There are three miles of breeze and three miles of land, and you are not in the wind step by step.

Sake is boring alone, and I will dream about you at night.

Translation:

Drinking insipid tea and waiting for the wind are actually waiting for you. Today's parting will make ordinary wine bitter, and the unbreakable wicker has been broken. Since then, my world has become dim because of you. The road under my feet is lonely, without the company of my former lover, the breeze blows, and I am the only one walking in the wind. It was originally a dull day, but every day after that, it seems that there is a wait.

Literary appreciation:

In Su Nian's "The Stone", childhood impression is placed at the top of the whole book, and is actively amplified and highlighted by the author, which is a phenomenon that has never appeared in previous works.
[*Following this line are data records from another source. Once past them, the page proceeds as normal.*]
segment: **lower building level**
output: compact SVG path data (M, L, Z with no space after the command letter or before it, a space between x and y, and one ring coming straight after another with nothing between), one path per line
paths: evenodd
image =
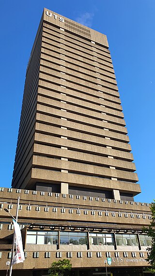
M143 227L151 219L149 204L77 195L0 188L0 270L10 261L16 216L25 260L13 276L46 276L55 260L68 259L70 276L142 276L149 266L151 239Z

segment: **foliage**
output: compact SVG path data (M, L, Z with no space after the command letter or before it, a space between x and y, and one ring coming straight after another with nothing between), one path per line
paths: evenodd
M49 276L59 276L68 270L71 270L72 264L69 260L64 259L57 261L53 261L49 268Z
M152 203L150 207L152 211L152 220L149 227L143 228L143 231L149 237L152 238L152 246L151 248L147 248L149 254L147 260L151 265L152 268L148 269L150 273L155 272L155 200Z

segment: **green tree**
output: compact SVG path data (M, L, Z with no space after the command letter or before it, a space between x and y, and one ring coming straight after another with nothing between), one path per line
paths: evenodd
M144 232L149 237L152 238L152 246L148 248L149 253L147 260L151 265L151 268L148 268L147 270L150 273L155 273L155 200L151 204L150 207L152 211L152 219L150 225L148 227L143 228Z
M69 260L65 259L53 261L49 267L49 276L60 276L63 275L64 272L71 270L72 264Z

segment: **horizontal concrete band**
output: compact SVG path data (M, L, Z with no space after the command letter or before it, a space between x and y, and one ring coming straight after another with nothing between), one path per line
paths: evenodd
M99 90L100 87L101 87L101 88L102 87L105 87L107 91L108 91L109 94L111 94L111 95L116 96L117 96L118 97L119 96L118 92L118 89L117 89L116 85L113 85L112 84L108 82L106 82L105 81L100 81L100 80L97 80L97 78L96 81L94 80L94 81L93 82L91 82L88 79L88 78L85 78L85 79L82 80L78 78L76 76L75 77L72 77L67 75L66 74L62 75L62 74L60 72L54 70L51 71L48 68L45 67L43 67L43 66L41 66L40 67L40 72L41 73L39 74L40 78L42 78L45 80L48 80L48 81L52 81L52 78L55 77L57 79L62 78L66 81L76 83L76 85L78 85L77 83L78 83L80 84L81 86L85 86L88 88L92 87L95 90ZM44 73L46 75L46 77L45 77L45 78L43 77Z
M134 195L140 192L138 184L130 183L124 181L115 181L99 178L92 178L86 176L80 176L74 174L67 174L60 172L53 172L43 169L32 168L31 178L35 181L41 182L59 181L66 182L72 185L84 185L85 187L94 189L116 189L121 192L132 191ZM21 187L22 188L22 187Z
M65 99L65 97L64 97L64 99ZM64 101L64 101L64 102L62 102L60 100L55 100L40 95L38 96L37 101L38 103L40 103L41 104L43 104L45 105L47 105L48 106L56 108L58 108L59 109L62 108L63 109L65 109L67 112L74 114L83 114L83 116L92 117L93 118L95 118L96 119L98 119L100 120L107 120L108 121L108 122L109 123L113 123L123 127L126 125L125 122L123 119L108 115L105 114L105 112L102 112L102 113L101 111L100 113L96 112L95 111L95 106L94 107L94 111L89 110L85 108L85 107L81 107L76 106L76 105L74 105L71 104L72 103L70 104L70 103L66 103L66 102ZM85 103L85 105L86 105L86 103Z
M68 49L76 49L81 53L84 53L90 56L92 55L92 53L93 53L93 55L101 57L101 58L104 57L104 58L106 59L105 60L112 63L110 54L108 50L107 51L107 50L104 49L104 51L101 50L95 47L96 45L93 46L92 46L92 44L91 46L88 45L86 45L79 40L76 41L75 39L73 39L71 37L67 35L66 33L65 33L65 35L64 36L62 34L60 30L56 28L50 29L48 27L46 28L43 26L43 34L45 35L46 34L46 35L47 37L48 37L49 35L49 37L52 40L52 44L54 46L59 46L59 43L60 42L62 45L64 45Z
M79 151L90 152L91 154L98 154L98 155L107 155L117 157L123 160L133 161L133 155L129 152L117 150L106 147L102 147L93 145L81 143L80 142L69 140L69 139L52 136L42 133L35 133L34 141L37 142L43 142L49 145L57 145L64 146L69 149L79 149Z
M35 130L49 135L57 135L64 136L70 140L75 140L79 142L88 142L88 144L94 144L96 146L108 146L112 148L118 150L124 150L130 152L131 151L129 144L116 141L111 139L95 136L95 134L87 134L78 131L62 129L60 126L50 126L46 124L37 122L35 125ZM98 145L97 145L98 144Z
M76 47L73 49L73 48L69 47L66 45L63 44L63 41L62 41L60 38L58 38L59 40L59 43L56 43L53 39L53 36L51 36L49 33L47 34L46 32L43 32L43 40L44 41L44 38L46 38L48 40L50 40L51 44L50 49L53 51L59 51L59 50L64 50L65 51L65 53L66 55L71 56L73 58L75 59L77 57L79 57L79 59L83 59L84 61L85 59L87 59L87 62L89 61L92 60L97 60L99 63L104 63L104 64L108 67L113 69L113 65L112 63L112 61L111 59L108 58L103 55L100 55L100 54L97 54L95 52L92 51L91 54L88 54L85 52L81 52L78 50ZM54 41L53 41L54 40ZM61 43L62 42L62 43Z
M77 44L78 46L81 46L82 48L86 48L87 49L90 49L91 50L93 49L96 49L97 52L98 51L101 53L103 53L104 55L106 55L108 57L110 56L110 52L108 49L108 47L105 47L105 46L101 43L101 45L99 44L93 44L90 41L88 40L88 37L85 39L85 37L81 36L80 39L79 39L79 37L75 34L74 32L68 32L66 31L65 33L62 30L58 29L58 28L55 27L54 25L51 26L48 22L43 22L43 27L45 27L46 31L49 30L50 33L53 34L53 39L56 37L56 41L58 40L58 37L60 36L60 37L64 38L67 41L69 41L71 43L74 44ZM98 33L99 33L98 32ZM96 35L96 32L95 32L95 34Z
M46 43L45 42L43 42L41 49L41 58L46 60L47 63L49 62L49 65L51 64L53 60L52 53L53 51L56 53L55 58L58 56L58 54L63 54L64 55L63 56L66 56L69 58L70 58L71 57L71 55L70 54L70 53L69 52L69 50L68 51L68 50L66 50L65 48L63 47L63 45L61 44L58 44L58 47L55 47L53 46L53 44L50 45L49 44ZM76 50L75 50L74 54L75 54L76 52ZM98 76L98 74L99 74L100 76L100 78L102 80L107 81L107 82L117 85L117 81L116 81L115 75L113 73L111 73L111 70L109 72L109 67L108 66L106 66L106 64L103 65L103 63L104 63L104 62L102 62L100 60L97 60L98 61L101 63L101 66L99 65L99 63L98 64L98 66L99 66L99 67L98 67L97 66L95 66L96 64L95 62L93 63L93 66L92 65L91 60L92 59L93 60L94 59L93 57L92 57L92 58L91 57L91 58L90 57L89 59L87 59L86 60L83 59L82 60L83 58L83 56L80 57L79 56L78 54L77 55L76 59L78 60L78 62L80 62L80 63L78 63L78 65L77 63L75 65L73 64L73 60L72 63L70 59L68 60L68 61L70 62L68 63L68 66L66 66L66 69L68 70L68 73L70 73L70 72L71 74L73 74L74 72L76 72L76 73L78 75L79 74L79 76L80 76L80 74L82 73L85 76L88 76L92 78L92 80L94 78L96 78L97 75ZM60 65L60 64L58 63L58 62L57 63L58 65L55 65L55 66L54 67L54 68L55 69L57 69L57 66ZM90 70L89 70L89 63L90 63ZM85 66L84 66L84 65L85 65ZM51 67L51 65L50 67ZM96 72L98 73L98 75L96 74ZM81 77L82 76L81 76Z
M52 146L48 146L43 145L35 144L34 147L34 154L39 154L39 152L41 155L46 155L48 157L63 157L67 158L71 161L83 162L83 163L92 163L93 165L107 165L114 166L118 169L124 169L124 171L135 171L136 170L135 164L132 162L128 162L125 161L112 158L108 158L104 156L99 156L90 153L85 153L78 151L75 152L73 150L59 148Z
M46 114L53 114L55 116L60 116L61 117L65 118L69 120L73 120L73 121L81 122L86 125L93 126L96 126L100 129L108 129L108 130L114 131L115 132L120 133L121 134L127 134L127 131L125 127L122 127L118 125L115 125L112 123L107 123L106 121L95 120L88 117L81 116L78 114L74 114L73 113L66 112L65 110L61 110L53 107L50 107L47 106L43 105L40 104L37 104L37 111Z
M9 192L9 188L4 188L3 191L0 192L0 201L6 202L8 199L11 201L12 198L16 200L17 202L17 197L19 194L17 193L17 189L12 189L11 192ZM121 210L121 212L131 212L135 213L143 213L148 214L151 215L151 211L150 210L150 206L149 204L145 203L137 202L132 201L126 201L125 200L115 200L114 199L109 199L105 198L105 201L103 201L102 198L99 197L98 201L96 200L95 197L91 198L90 200L90 196L86 196L85 199L83 199L82 196L78 197L76 195L73 195L73 198L70 197L69 195L65 195L64 197L63 194L59 194L59 196L57 196L57 194L55 193L49 193L45 192L44 195L42 195L41 192L39 191L35 191L35 194L33 194L33 190L29 190L29 194L26 193L27 190L21 189L20 190L20 200L21 204L30 205L30 200L31 201L31 205L36 205L41 206L46 206L46 203L47 203L48 206L52 206L56 205L62 207L62 204L64 204L64 207L67 208L74 208L75 205L77 207L80 207L80 208L88 208L90 210L93 209L99 210L107 210L111 211L118 212ZM78 191L77 191L78 193ZM78 195L78 194L77 194ZM9 201L10 202L10 201ZM131 204L132 203L132 204ZM14 203L13 210L15 213L16 211L16 204ZM14 208L15 207L15 208ZM16 214L15 213L15 214ZM7 214L5 214L7 215Z
M37 113L36 120L38 122L43 122L45 124L49 124L56 125L57 126L62 126L67 129L75 131L94 134L96 136L108 137L113 139L116 141L120 141L124 143L128 143L129 142L128 136L122 133L118 133L113 131L108 131L107 130L102 129L98 129L95 126L87 126L84 124L75 122L74 121L68 121L59 118L53 117L52 115L42 114Z
M51 50L53 49L53 46L55 47L55 48L53 48L53 49L54 49L55 51L56 52L61 52L61 53L63 53L63 52L62 52L62 50L63 51L63 54L64 54L66 47L64 44L62 44L64 43L63 41L63 40L61 39L60 43L55 42L53 41L49 41L47 38L44 38L43 39L44 41L43 41L42 44L41 53L46 53L49 57L49 58L50 58L50 61L52 60ZM68 48L67 49L68 49ZM68 57L69 57L68 54L67 56ZM43 59L44 58L43 56L42 57L43 57ZM47 56L46 58L46 56L45 57L45 59L47 59ZM102 63L102 64L100 64L100 63L99 64L97 63L97 62L95 62L93 64L93 65L92 64L90 64L90 70L89 70L88 63L88 61L87 61L87 63L85 64L82 63L81 61L80 64L78 64L78 66L77 64L74 65L74 63L72 60L72 62L71 61L70 62L68 63L68 65L67 64L66 64L66 67L68 67L70 70L75 70L76 71L78 72L80 72L80 68L81 69L81 72L83 72L83 73L85 73L88 75L90 75L90 73L91 72L93 74L92 76L93 76L93 74L95 74L96 72L97 72L98 73L101 74L101 76L102 76L102 78L107 78L107 80L108 81L109 81L109 82L114 81L115 83L117 84L116 77L113 69L109 68L109 66L106 66L106 65L104 64L104 63Z
M52 62L52 57L49 57L48 55L42 55L43 56L43 59L42 58L40 60L40 65L41 66L46 69L48 68L49 70L50 70L50 71L49 71L49 73L52 71L51 66L52 66L52 70L53 70L58 72L60 71L67 75L72 76L72 77L76 76L76 78L81 80L89 81L90 83L92 82L94 83L100 83L102 85L102 81L104 81L110 83L112 86L113 86L114 88L115 87L115 85L117 85L116 81L115 80L109 79L96 72L93 73L90 72L88 70L86 72L84 71L86 71L86 70L83 70L83 72L82 72L82 70L80 70L81 68L78 66L76 66L77 69L77 68L75 68L74 70L69 67L67 68L66 65L65 66L62 66L62 65L61 66L60 64L54 64ZM49 61L49 60L50 60L49 58L50 57L51 57L50 62ZM73 66L72 66L72 67L73 67ZM74 67L75 67L76 66L75 66Z
M6 208L7 207L7 205L5 205L4 204L4 208ZM135 225L139 226L139 225L140 225L140 224L141 225L142 224L144 224L144 220L142 218L141 219L138 219L136 217L132 218L130 217L130 216L129 216L128 218L125 218L124 217L120 217L118 215L118 213L116 213L116 216L117 216L117 217L112 216L111 213L111 215L109 215L108 216L105 216L104 212L103 212L102 215L100 216L98 215L98 212L96 211L95 212L95 215L94 215L91 214L92 210L90 210L88 211L88 214L86 215L84 214L84 210L81 210L80 214L77 214L76 212L77 210L75 209L73 209L73 213L69 213L68 212L68 209L69 209L69 207L66 209L65 212L64 213L62 213L61 212L61 207L60 207L60 208L57 208L57 212L53 212L52 207L50 207L48 209L48 211L45 211L44 208L43 207L41 208L40 211L37 212L35 211L35 206L31 206L31 209L30 211L27 210L27 206L23 205L22 205L22 217L23 218L25 217L27 217L29 214L29 218L34 219L35 220L36 219L36 218L37 219L42 219L43 217L44 217L44 219L49 219L50 218L51 220L54 220L54 221L56 220L60 220L61 221L66 219L67 220L76 220L78 221L79 220L81 222L94 222L95 221L96 223L103 222L106 223L115 223L116 222L116 219L117 219L118 224L124 224L127 223L131 224L133 226ZM87 208L86 208L86 209L87 209ZM80 210L80 208L79 210ZM2 209L1 211L1 216L3 216L5 215L5 211L3 209ZM19 211L19 217L21 215ZM126 221L127 221L127 222ZM148 224L149 224L149 222L150 220L148 219L148 216L147 216L146 217L146 219L145 220L145 224L146 225Z
M88 91L88 90L90 90L91 91L91 95L93 95L94 92L95 92L100 91L101 92L104 92L105 94L107 94L108 95L111 96L114 96L114 97L119 97L119 95L118 93L117 93L116 95L116 93L114 93L115 92L114 90L107 88L107 87L101 86L99 85L98 85L97 84L94 84L93 83L91 83L91 85L90 85L89 82L85 81L83 81L82 83L81 82L81 81L80 82L80 83L76 82L74 83L73 82L73 81L70 81L70 80L69 80L69 81L68 81L64 78L62 78L62 76L61 76L61 78L57 78L57 75L55 76L55 79L54 76L51 77L41 73L39 74L39 78L41 81L44 81L47 82L48 82L51 83L54 83L54 84L55 84L57 85L58 84L59 85L62 85L63 86L66 86L67 88L69 88L71 90L75 90L78 91L81 91L84 92L87 91L87 90ZM77 80L75 80L75 81L76 81ZM101 95L101 94L100 95ZM99 95L99 94L98 94L98 96ZM118 106L118 109L117 108L117 109L119 111L121 110L122 108L121 107L120 107L120 106Z
M64 170L70 173L81 173L90 176L98 177L116 178L128 182L137 182L137 174L134 172L125 172L117 169L103 168L93 165L80 163L76 162L69 162L63 160L58 160L53 158L47 158L43 156L33 156L33 165L46 168L47 169L59 169Z
M56 53L55 56L53 56L50 49L50 45L45 41L42 42L41 53L41 59L46 60L50 64L52 63L53 65L63 65L63 66L65 65L66 68L69 69L81 72L81 73L83 72L89 75L92 74L93 76L95 76L95 75L97 75L96 73L98 73L100 74L102 78L105 78L105 80L109 82L116 80L113 70L111 72L111 70L104 64L99 64L96 62L94 62L93 65L92 63L90 64L88 63L84 63L80 60L76 61L76 63L75 64L74 61L69 58L70 57L61 55L61 59L58 59L59 54L57 53ZM62 54L62 52L61 53ZM66 60L66 58L67 60Z
M104 107L104 109L106 110L107 109L108 113L110 114L113 114L118 117L120 118L124 117L124 114L122 113L122 107L120 105L121 101L119 98L117 98L109 95L105 94L104 92L100 91L99 90L92 90L91 88L86 89L82 87L81 89L78 91L77 90L77 87L74 89L71 87L68 88L66 86L66 83L63 83L63 85L60 84L59 80L58 81L58 83L50 83L44 80L39 80L39 91L38 93L42 93L45 95L48 95L48 94L46 94L45 91L46 93L50 94L49 96L52 97L53 92L56 93L57 95L58 93L63 93L69 96L69 98L74 98L78 100L86 101L88 102L88 104L93 105L97 104L98 108L100 109ZM69 83L70 85L70 84ZM53 96L54 97L54 96ZM70 100L69 100L70 101Z

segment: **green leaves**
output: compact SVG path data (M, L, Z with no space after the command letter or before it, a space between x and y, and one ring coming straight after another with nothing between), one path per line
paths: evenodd
M63 275L63 272L71 270L72 264L69 260L65 259L53 261L49 268L50 274L49 276L59 276Z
In the first part of the twenty chapters of Winter, the images of childhood are like yellowed old photos, which gradually emerge in the flowing water of time: the big house with blue bricks and black tiles in the hometown of the south, the river that has long since disappeared outside the house, the rich human touch in the house, the once dense buttonwood trees, the vigorous weeds and active insects on the roadside, the open-air dinners of people after the rain, the food that children like, and so on.

The author writes with great patience and meticulous brushwork, and even spares no effort to describe small natural objects in great detail. After remembering childhood impressions for a long time, the author finally deals with "childhood impressions" with a rational attitude of detachment and transcendence.